あなたの人生は、あなたがCEO。 自分のリソース(資本)をどう配分するか、 どの市場(業界)で戦うか、 どのようなポートフォリオで将来に備えるか、 すべて、あなたが戦略を持って決める時代です。
人生の経営戦略
このような方におすすめ
『人生の経営戦略』は、 あなた自身が自分の人生をどう設計するかを本気で考えさせてくれる“戦略書”です。
このような方におすすめです:
- 40代で将来が不安
- キャリアに迷いがある
- プライベートの充実感がない
人生は一度きり。感情だけでなく「戦略的な視点」で、自分の道を選んでみませんか?
あなたの人生を動かすのは、誰でもないあなた自身です。
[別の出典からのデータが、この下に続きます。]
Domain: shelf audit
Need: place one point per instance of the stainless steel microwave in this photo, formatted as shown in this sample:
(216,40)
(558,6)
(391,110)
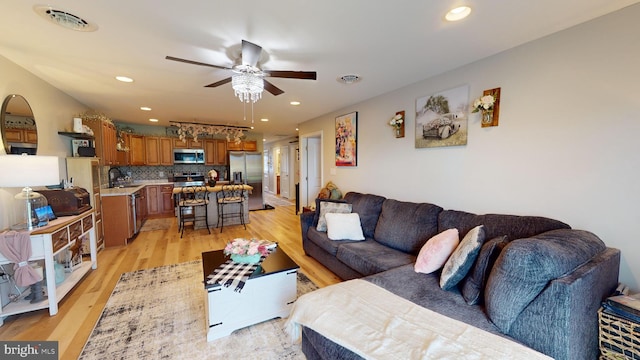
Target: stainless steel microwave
(188,156)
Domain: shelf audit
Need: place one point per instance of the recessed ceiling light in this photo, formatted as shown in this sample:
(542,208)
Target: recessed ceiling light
(64,19)
(458,13)
(124,78)
(348,79)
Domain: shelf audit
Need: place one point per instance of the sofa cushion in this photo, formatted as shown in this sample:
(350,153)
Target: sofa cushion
(406,226)
(370,257)
(424,290)
(462,259)
(436,251)
(474,283)
(515,227)
(526,266)
(330,207)
(368,207)
(322,241)
(316,214)
(344,226)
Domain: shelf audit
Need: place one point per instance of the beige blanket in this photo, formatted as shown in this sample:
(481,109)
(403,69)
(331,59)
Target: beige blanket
(377,324)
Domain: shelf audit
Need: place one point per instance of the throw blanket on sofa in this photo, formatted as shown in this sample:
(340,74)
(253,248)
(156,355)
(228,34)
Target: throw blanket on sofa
(377,324)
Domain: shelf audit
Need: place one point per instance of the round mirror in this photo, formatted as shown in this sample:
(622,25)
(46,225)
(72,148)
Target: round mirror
(19,133)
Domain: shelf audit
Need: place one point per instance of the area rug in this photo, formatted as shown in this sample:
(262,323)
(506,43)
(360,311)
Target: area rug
(159,314)
(157,224)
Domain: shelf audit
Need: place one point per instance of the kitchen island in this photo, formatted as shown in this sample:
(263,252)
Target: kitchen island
(212,208)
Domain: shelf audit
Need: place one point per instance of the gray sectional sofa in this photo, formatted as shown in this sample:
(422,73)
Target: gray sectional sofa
(542,287)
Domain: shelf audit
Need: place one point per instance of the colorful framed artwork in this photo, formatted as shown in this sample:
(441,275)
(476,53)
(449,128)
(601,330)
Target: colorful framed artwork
(347,139)
(442,118)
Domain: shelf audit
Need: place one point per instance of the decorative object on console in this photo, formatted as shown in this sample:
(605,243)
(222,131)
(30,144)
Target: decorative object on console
(26,171)
(489,106)
(397,122)
(441,118)
(347,139)
(248,251)
(195,130)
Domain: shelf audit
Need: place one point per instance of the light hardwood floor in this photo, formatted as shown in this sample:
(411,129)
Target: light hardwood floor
(80,310)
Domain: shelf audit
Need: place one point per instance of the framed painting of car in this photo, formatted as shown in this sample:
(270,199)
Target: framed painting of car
(442,118)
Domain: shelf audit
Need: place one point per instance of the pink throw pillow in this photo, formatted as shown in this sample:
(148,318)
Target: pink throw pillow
(436,251)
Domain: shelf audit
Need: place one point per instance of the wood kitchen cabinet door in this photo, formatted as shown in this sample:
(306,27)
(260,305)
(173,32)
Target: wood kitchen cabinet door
(137,150)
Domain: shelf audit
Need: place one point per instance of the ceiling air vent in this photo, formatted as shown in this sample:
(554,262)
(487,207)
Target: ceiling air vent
(348,79)
(64,19)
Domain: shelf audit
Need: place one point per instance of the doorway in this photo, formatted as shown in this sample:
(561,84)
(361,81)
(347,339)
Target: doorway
(310,167)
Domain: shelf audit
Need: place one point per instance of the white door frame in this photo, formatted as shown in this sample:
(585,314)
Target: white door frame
(304,198)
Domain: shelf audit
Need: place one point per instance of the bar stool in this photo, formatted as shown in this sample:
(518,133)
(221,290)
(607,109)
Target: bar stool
(193,198)
(231,196)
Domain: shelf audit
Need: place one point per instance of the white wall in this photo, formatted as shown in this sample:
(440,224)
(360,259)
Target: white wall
(566,146)
(53,111)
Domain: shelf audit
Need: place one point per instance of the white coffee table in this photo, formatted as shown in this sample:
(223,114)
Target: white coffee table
(269,293)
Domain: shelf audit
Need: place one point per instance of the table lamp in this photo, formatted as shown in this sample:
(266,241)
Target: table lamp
(26,171)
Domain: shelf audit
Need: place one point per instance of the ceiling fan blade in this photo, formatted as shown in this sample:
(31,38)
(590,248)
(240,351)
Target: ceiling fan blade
(218,83)
(196,63)
(250,53)
(305,75)
(272,88)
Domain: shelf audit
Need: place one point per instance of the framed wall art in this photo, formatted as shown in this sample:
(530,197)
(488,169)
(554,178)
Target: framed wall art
(441,118)
(347,139)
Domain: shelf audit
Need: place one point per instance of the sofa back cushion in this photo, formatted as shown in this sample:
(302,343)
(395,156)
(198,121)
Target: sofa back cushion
(406,226)
(526,266)
(513,226)
(368,207)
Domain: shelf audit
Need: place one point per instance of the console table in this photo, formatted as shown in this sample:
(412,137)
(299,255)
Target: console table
(47,242)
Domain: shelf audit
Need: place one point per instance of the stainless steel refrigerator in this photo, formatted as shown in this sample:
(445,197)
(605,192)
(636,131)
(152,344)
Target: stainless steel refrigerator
(246,168)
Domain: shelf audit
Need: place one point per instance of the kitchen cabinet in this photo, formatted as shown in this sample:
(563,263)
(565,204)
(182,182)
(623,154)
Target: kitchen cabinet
(118,219)
(137,152)
(244,145)
(215,152)
(105,140)
(47,242)
(85,173)
(159,150)
(160,200)
(21,135)
(188,144)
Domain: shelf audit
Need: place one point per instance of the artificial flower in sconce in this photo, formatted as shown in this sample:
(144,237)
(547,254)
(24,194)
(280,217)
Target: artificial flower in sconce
(397,122)
(487,104)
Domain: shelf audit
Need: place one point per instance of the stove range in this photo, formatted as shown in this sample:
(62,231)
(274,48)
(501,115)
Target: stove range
(188,179)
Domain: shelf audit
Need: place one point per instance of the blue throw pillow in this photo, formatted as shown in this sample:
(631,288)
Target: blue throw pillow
(460,262)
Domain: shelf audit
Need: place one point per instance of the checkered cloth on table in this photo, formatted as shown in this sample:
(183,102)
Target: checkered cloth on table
(233,274)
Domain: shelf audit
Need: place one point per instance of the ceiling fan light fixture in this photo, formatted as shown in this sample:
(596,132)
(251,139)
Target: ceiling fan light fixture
(348,79)
(247,87)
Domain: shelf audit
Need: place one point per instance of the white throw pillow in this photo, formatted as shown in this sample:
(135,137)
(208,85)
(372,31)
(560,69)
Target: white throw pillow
(327,207)
(344,226)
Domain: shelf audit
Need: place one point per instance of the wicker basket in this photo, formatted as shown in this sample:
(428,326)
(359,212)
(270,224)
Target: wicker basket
(619,337)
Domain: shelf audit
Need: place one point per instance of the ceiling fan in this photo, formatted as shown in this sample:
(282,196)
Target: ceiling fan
(248,70)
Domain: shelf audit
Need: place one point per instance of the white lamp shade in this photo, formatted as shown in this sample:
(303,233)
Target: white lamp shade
(29,170)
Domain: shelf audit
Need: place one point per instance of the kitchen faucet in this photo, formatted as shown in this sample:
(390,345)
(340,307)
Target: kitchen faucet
(112,178)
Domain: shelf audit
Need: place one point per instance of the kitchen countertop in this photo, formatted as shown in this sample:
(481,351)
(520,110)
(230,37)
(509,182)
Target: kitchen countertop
(140,184)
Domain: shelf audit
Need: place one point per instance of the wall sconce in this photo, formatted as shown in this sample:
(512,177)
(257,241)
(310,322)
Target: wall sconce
(26,171)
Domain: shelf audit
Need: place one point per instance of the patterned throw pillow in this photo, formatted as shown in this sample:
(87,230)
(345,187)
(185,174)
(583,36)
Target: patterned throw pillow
(331,207)
(436,251)
(462,258)
(473,285)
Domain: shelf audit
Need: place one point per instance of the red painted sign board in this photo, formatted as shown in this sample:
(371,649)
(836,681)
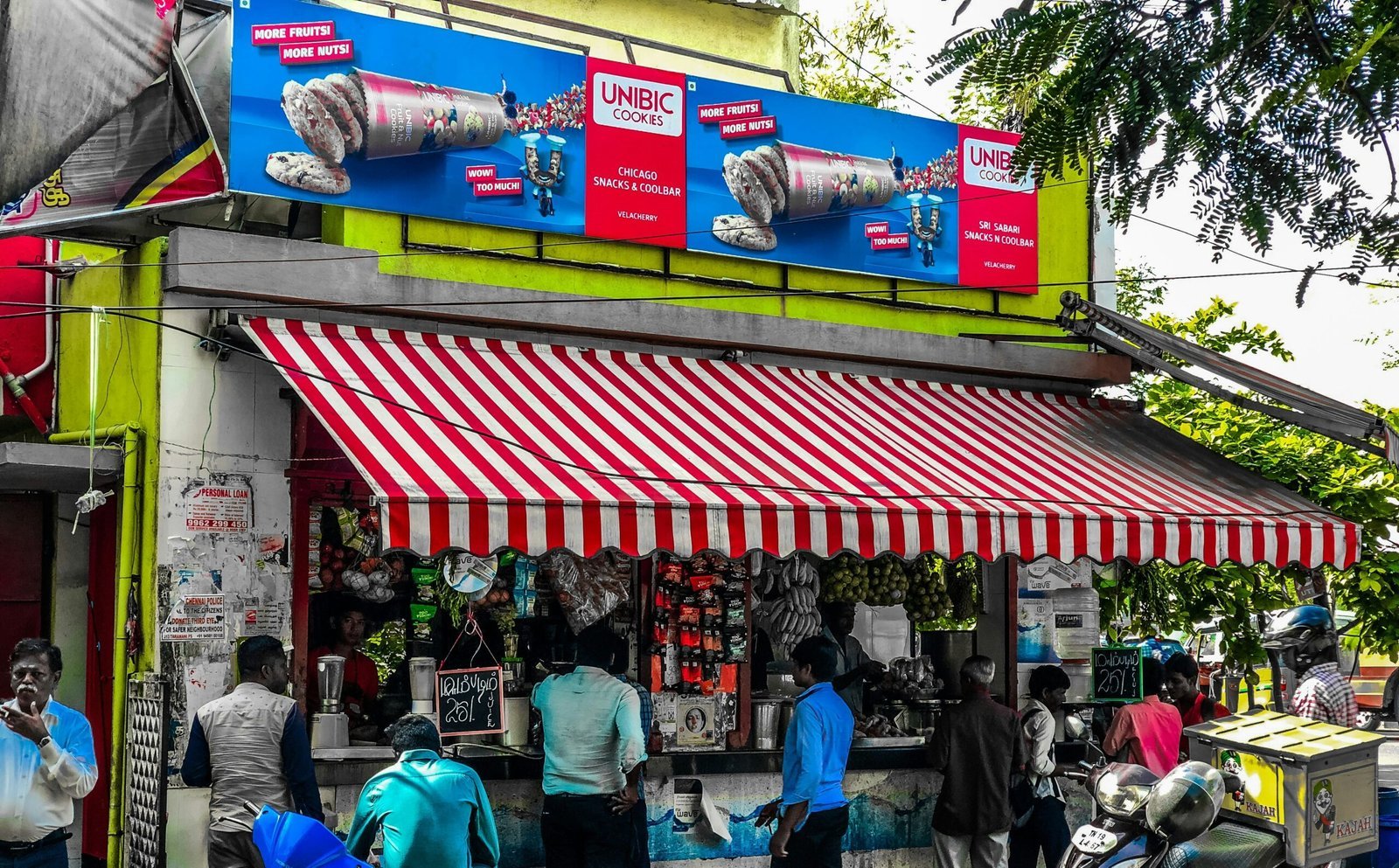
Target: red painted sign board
(500,186)
(731,111)
(998,214)
(897,240)
(636,154)
(752,126)
(296,31)
(317,52)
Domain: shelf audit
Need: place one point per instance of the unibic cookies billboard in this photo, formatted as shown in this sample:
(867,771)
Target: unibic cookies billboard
(367,112)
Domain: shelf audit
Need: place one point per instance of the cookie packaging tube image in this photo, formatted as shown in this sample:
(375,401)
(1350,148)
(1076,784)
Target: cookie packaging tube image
(405,116)
(823,182)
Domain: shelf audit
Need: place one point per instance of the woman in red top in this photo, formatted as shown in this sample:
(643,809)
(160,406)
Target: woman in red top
(1182,685)
(361,685)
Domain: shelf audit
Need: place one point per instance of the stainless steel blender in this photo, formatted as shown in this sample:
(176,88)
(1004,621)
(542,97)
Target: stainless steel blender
(329,723)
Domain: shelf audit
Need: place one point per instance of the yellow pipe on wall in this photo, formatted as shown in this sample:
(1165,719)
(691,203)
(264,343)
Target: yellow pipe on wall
(130,435)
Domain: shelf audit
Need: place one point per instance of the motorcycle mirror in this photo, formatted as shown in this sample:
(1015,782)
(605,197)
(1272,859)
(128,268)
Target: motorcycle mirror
(1075,728)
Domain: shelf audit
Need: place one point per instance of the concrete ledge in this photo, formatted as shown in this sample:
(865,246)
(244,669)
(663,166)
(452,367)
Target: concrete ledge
(53,467)
(226,266)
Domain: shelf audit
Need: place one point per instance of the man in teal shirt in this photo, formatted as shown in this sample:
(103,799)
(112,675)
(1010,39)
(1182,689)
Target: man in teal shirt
(594,748)
(433,811)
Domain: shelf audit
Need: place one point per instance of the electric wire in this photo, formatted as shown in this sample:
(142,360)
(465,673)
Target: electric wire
(596,299)
(570,242)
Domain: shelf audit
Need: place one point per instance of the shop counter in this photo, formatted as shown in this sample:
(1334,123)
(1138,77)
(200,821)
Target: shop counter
(892,795)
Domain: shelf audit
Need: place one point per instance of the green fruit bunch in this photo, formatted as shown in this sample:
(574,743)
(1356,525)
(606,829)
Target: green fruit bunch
(888,581)
(963,586)
(928,597)
(846,579)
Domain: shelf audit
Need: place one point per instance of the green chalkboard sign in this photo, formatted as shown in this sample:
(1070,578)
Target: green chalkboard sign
(1117,674)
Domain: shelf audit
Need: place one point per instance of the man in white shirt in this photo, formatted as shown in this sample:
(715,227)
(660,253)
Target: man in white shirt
(46,760)
(251,746)
(594,748)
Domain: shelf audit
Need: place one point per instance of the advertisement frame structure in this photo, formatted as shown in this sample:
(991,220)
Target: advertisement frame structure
(326,107)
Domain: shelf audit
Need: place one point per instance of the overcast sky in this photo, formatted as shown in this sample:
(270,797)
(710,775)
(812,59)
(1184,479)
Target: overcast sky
(1324,334)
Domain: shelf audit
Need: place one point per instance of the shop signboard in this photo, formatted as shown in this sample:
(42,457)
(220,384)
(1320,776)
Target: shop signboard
(342,108)
(1117,674)
(470,702)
この本は、あなたが「人生のCEO」として最初の一歩を踏み出すために、力強い味方になるでしょう。

『人生の経営戦略』を活かすための3つのステップ
| ステップ | 内容 |
|---|---|
| Step1 | 自分の3つの資本(人的・社会・金融)を棚卸しする |
| Step2 | 登りたい“山”を明確にする(職種・ライフスタイル) |
| Step3 | 今すぐできる「小さな行動」を決めて実行する |
おわりに|「キャリア迷子」の方に効く一冊です
「何をすべきか分からない」「自分にしかできないことって何だろう」 そんな問いに迷ったときこそ、こちらの『人生の経営戦略』は力になります。
経営戦略を自分の人生に応用する──。それは、自分の未来に責任を持つということでもあります。
「偶然の人生」から「意図のある人生」へ。
自分の人生を「プロジェクト」したい方は、ぜひ一読をおすすめします。